If that’s what it was like before things counted, you can imagine the intensity and excitement the Suns brought to their 99-90 victory in Game 1, their first playoff appearance in more than a decade.
“We knew they were going to come out strong. It’s their first playoff series in a long time. They’re going to be hungry for it,” Lakers guard Kentavious Caldwell-Pope said Monday. “And I feel like we wasn’t ready for what they had for us.”
The Lakers sure weren’t, the Suns making it clear that they weren’t going to cower against the defending champions, not in front of their fans, not at the end of such a successful season that secured Phoenix the No. 2 seed in the powerful Western Conference.
While the Lakers came back from 1-0 deficits twice in the playoffs last year, that team had a season’s worth of cohesion. This team, even as it tries to adjust from a wretched offensive performance, is still learning one another.
“With the lineups, with the big lineup, we just didn’t have enough time to work on it. So it’s something we’re just kind of throwing out there with little time and little experience,” said center Andre Drummond, a late-season acquisition. “I think we’re doing a good job of figuring it out on the fly. Just … being in the playoffs right now, obviously lineup changes are going to happen, we’re gonna do whatever it takes to win. So it’s just feeling it out and trying to do what’s best for the team.”
Neither Lakers coach Frank Vogel nor Suns coach Monty Williams would say much when it came to their plans for Game 2, Williams even keeping updates about Paul’s injured right shoulder intentionally vague.
Williams said Paul was on the court during the team’s walkthrough but still sore from the bruise he suffered in Game 1. Vogel said all Lakers are “good to go.”
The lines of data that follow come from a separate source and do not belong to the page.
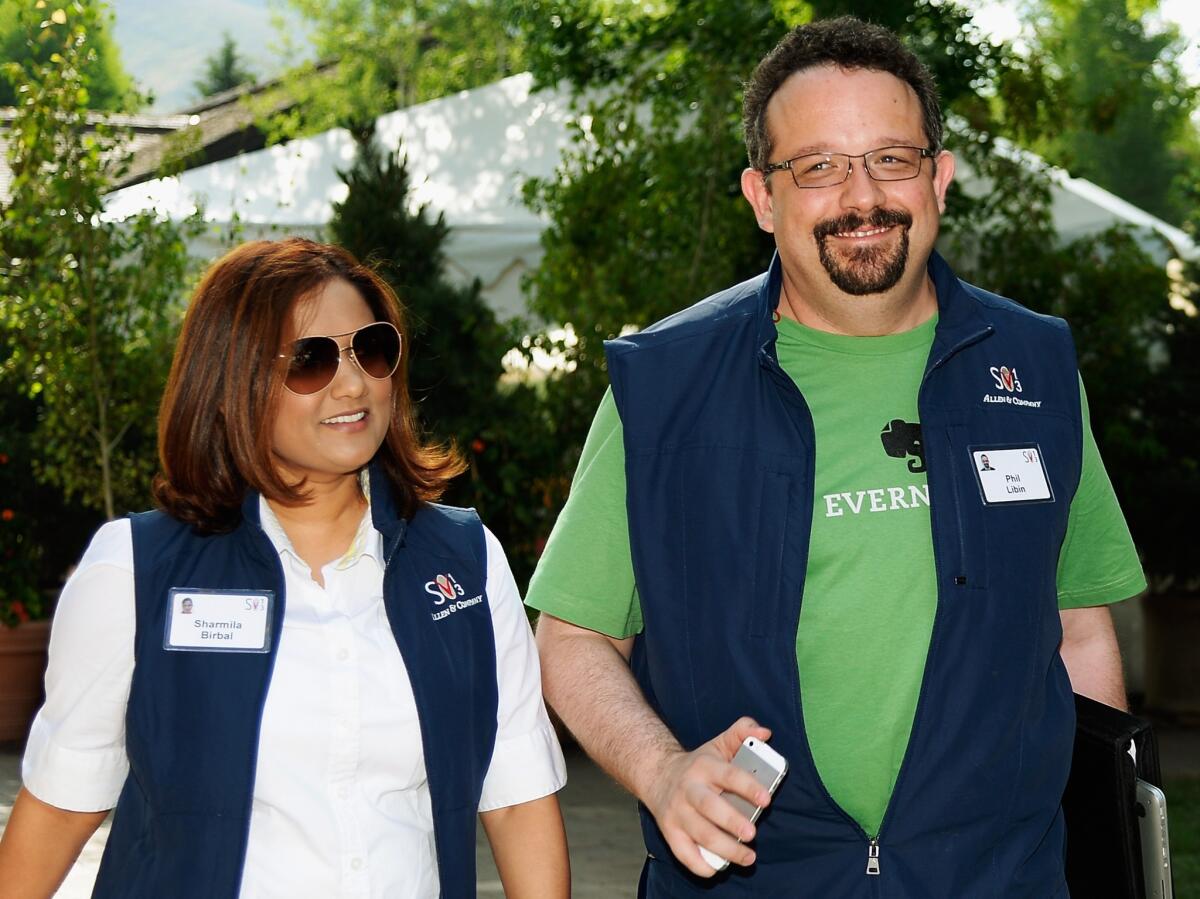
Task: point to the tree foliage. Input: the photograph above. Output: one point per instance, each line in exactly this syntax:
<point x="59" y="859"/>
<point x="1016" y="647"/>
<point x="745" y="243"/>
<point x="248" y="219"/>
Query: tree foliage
<point x="646" y="214"/>
<point x="455" y="349"/>
<point x="109" y="87"/>
<point x="1121" y="102"/>
<point x="391" y="54"/>
<point x="223" y="70"/>
<point x="88" y="307"/>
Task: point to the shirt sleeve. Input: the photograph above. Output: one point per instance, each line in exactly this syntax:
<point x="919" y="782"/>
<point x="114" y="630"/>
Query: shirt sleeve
<point x="527" y="762"/>
<point x="586" y="573"/>
<point x="1098" y="563"/>
<point x="75" y="757"/>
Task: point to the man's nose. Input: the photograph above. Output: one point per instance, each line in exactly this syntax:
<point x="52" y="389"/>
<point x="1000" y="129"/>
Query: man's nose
<point x="859" y="190"/>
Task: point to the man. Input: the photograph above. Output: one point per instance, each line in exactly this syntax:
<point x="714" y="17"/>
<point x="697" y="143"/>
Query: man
<point x="741" y="556"/>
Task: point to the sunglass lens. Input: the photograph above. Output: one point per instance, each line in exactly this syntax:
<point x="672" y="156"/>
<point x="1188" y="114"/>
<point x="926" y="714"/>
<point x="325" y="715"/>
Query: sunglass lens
<point x="377" y="349"/>
<point x="313" y="365"/>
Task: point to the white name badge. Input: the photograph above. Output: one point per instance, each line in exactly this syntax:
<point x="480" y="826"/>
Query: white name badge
<point x="219" y="621"/>
<point x="1012" y="475"/>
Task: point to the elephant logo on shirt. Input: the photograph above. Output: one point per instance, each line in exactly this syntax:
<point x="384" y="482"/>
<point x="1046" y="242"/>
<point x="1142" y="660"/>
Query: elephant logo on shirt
<point x="901" y="439"/>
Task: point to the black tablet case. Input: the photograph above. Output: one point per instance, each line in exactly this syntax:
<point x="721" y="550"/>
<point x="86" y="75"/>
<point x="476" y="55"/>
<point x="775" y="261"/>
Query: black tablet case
<point x="1103" y="845"/>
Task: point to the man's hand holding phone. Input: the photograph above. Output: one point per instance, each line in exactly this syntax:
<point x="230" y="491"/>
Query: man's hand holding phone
<point x="688" y="805"/>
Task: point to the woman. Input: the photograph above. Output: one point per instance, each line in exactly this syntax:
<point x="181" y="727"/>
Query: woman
<point x="300" y="677"/>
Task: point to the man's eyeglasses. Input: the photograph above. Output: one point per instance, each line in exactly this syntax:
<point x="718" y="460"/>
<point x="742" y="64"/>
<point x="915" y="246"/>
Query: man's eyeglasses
<point x="313" y="361"/>
<point x="827" y="169"/>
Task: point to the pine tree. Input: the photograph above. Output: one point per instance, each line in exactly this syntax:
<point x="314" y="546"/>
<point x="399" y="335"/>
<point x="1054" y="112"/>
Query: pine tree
<point x="223" y="70"/>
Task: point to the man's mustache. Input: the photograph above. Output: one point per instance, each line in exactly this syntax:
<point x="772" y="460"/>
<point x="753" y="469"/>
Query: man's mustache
<point x="879" y="217"/>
While Phoenix expects the Lakers to improve over the series, the Suns are hopeful for more from their team — a healthier Paul would go a long way in easing the offensive burden on All-Star guard Devin Booker and third-year center Deandre Ayton. The Lakers, undoubtedly, will try to lock in on those two in Game 2.
“We got to be willing to make adjustments, win or lose,” Vogel said. “So this is no different whether we won Game 1 or lost Game 1.”
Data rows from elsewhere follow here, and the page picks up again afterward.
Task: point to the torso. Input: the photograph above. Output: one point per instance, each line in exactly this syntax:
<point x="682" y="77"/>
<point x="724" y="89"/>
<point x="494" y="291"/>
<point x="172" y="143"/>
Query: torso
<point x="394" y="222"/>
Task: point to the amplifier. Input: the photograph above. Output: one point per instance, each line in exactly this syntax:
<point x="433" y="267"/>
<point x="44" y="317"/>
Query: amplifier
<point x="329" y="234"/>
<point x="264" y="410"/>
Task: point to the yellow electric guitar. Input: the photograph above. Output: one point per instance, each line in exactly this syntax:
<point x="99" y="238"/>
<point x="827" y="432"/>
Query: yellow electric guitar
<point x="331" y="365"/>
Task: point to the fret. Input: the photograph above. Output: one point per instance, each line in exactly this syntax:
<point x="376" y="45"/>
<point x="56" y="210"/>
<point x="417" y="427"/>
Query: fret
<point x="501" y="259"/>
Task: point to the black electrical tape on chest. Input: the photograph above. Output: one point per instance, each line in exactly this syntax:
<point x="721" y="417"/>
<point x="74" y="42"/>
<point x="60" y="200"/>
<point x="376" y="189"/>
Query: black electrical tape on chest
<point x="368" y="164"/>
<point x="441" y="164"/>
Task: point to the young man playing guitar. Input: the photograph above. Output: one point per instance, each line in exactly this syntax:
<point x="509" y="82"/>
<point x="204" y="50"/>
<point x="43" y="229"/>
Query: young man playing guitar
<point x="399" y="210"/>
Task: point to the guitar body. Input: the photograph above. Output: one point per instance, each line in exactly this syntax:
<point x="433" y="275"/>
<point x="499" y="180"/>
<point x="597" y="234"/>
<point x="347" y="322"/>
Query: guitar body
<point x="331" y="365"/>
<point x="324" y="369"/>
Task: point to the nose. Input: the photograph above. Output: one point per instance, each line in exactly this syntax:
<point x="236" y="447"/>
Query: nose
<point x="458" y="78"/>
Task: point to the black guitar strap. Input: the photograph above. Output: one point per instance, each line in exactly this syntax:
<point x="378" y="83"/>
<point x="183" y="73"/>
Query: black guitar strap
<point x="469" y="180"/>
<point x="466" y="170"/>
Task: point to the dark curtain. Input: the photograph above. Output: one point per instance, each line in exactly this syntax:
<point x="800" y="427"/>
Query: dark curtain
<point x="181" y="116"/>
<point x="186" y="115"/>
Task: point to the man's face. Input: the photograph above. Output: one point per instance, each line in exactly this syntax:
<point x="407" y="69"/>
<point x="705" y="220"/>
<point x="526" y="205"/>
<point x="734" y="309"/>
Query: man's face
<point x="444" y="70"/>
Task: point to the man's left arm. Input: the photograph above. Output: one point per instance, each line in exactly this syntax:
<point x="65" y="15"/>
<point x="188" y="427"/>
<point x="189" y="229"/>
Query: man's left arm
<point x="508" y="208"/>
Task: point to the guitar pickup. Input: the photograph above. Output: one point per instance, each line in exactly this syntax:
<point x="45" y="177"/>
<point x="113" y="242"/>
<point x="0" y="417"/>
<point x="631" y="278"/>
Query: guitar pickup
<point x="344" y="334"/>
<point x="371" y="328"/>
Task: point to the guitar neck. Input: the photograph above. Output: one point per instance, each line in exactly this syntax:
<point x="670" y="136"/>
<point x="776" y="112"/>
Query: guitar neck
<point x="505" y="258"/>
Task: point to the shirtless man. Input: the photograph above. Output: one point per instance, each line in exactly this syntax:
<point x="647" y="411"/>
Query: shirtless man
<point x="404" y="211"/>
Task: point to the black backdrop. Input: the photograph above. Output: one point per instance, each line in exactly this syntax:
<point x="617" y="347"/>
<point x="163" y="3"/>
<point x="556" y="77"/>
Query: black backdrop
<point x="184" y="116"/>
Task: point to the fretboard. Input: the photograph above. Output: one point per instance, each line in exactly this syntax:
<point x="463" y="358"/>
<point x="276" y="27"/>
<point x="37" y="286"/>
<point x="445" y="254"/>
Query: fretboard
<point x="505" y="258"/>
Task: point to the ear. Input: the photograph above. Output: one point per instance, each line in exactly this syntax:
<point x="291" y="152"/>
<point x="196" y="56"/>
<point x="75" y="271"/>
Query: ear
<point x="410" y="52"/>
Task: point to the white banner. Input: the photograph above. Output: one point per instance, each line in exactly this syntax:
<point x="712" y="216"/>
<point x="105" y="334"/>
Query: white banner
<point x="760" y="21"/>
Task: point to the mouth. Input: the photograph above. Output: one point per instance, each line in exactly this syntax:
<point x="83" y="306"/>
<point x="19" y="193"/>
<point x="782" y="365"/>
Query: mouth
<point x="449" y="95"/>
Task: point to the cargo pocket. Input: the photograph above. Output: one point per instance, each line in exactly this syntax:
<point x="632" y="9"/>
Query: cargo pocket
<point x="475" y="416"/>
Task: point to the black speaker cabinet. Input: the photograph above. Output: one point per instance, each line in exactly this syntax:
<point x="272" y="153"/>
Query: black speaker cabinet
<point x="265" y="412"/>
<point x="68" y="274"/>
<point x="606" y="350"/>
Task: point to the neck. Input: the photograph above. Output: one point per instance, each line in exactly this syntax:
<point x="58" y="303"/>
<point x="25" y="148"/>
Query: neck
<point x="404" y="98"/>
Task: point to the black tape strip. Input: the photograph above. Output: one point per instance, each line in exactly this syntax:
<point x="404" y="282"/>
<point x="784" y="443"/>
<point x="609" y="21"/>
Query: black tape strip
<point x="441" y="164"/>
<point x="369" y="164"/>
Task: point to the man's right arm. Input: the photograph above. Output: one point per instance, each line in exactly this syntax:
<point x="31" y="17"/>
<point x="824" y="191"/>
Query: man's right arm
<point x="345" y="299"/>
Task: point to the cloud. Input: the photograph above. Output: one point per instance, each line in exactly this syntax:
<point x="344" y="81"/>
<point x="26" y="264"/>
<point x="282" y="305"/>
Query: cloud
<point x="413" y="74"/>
Choices at center are the most obvious, Vogel having options starting with veteran Marc Gasol, left out of the series opener. Then there’s Davis, who is always an option at center. The Lakers had a positive overall rating during the 10 minutes he shared the court with LeBron James, Dennis Schroder, Alex Caruso and Caldwell-Pope.
Then there’s the simpler solution — just make more shots.
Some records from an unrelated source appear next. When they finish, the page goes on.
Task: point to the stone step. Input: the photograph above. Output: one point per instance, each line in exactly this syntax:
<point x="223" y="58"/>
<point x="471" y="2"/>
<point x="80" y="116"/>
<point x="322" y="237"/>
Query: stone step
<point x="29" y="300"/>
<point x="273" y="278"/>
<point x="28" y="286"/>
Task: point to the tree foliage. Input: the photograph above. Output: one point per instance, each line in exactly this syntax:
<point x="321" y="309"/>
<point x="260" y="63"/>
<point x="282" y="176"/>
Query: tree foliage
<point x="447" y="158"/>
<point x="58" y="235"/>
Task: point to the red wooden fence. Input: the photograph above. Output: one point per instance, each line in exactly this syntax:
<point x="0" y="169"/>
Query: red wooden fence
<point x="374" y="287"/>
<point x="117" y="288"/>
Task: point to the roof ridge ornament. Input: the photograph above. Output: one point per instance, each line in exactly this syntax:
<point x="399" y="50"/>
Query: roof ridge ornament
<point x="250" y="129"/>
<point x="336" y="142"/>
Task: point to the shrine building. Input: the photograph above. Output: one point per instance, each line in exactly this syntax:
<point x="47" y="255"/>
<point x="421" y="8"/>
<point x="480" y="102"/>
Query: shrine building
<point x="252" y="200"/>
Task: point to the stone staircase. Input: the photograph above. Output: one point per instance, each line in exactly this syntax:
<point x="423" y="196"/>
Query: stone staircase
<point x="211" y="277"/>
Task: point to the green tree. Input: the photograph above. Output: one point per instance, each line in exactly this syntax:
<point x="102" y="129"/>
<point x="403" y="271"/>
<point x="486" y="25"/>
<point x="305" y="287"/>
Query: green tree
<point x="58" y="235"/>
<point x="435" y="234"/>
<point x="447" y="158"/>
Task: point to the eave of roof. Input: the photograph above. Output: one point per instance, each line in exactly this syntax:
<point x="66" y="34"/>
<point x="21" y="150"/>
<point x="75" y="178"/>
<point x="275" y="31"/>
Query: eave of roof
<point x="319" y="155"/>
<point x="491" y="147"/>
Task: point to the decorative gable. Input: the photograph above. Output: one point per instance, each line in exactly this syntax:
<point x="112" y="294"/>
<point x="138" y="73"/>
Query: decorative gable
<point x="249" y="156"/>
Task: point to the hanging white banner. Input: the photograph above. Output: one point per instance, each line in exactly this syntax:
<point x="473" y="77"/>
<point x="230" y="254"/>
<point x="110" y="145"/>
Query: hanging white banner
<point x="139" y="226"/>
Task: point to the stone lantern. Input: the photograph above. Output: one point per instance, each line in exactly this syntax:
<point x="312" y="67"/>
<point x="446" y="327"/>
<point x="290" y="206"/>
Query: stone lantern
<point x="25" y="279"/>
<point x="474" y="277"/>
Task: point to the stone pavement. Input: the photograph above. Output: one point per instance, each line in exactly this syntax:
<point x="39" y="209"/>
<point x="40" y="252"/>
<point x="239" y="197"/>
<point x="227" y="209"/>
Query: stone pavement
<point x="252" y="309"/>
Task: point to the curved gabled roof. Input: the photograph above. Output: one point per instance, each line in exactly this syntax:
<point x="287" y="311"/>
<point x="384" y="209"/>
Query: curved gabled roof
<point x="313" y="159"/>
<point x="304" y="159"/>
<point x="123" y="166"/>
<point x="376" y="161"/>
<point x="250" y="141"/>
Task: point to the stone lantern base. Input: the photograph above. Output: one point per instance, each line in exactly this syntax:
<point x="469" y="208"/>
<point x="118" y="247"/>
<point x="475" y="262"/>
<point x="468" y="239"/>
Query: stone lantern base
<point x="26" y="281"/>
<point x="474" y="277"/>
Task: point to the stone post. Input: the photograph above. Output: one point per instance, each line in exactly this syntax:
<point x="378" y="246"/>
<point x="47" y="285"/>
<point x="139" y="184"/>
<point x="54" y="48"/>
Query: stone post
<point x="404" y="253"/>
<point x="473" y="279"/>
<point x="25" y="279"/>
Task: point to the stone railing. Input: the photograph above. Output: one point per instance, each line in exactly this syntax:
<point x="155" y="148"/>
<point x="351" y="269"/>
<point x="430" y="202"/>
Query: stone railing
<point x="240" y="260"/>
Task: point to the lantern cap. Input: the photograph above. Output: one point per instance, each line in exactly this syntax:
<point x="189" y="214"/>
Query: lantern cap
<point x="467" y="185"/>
“We missed a ton of shots as a team,” Davis said Sunday. “… But there’s no way we’re winning a game, let alone a series, with me playing the way that I played. So, I mean, this is on me. I take full responsibility, for sure. We’ll be better Game 2.”
And if they’re more ready to play, that would be a good place to start. The Lakers made 43.4% of their shots from the field and only 26.9% from three-point range, well below their season averages of 47% overall and 35.4% from deep.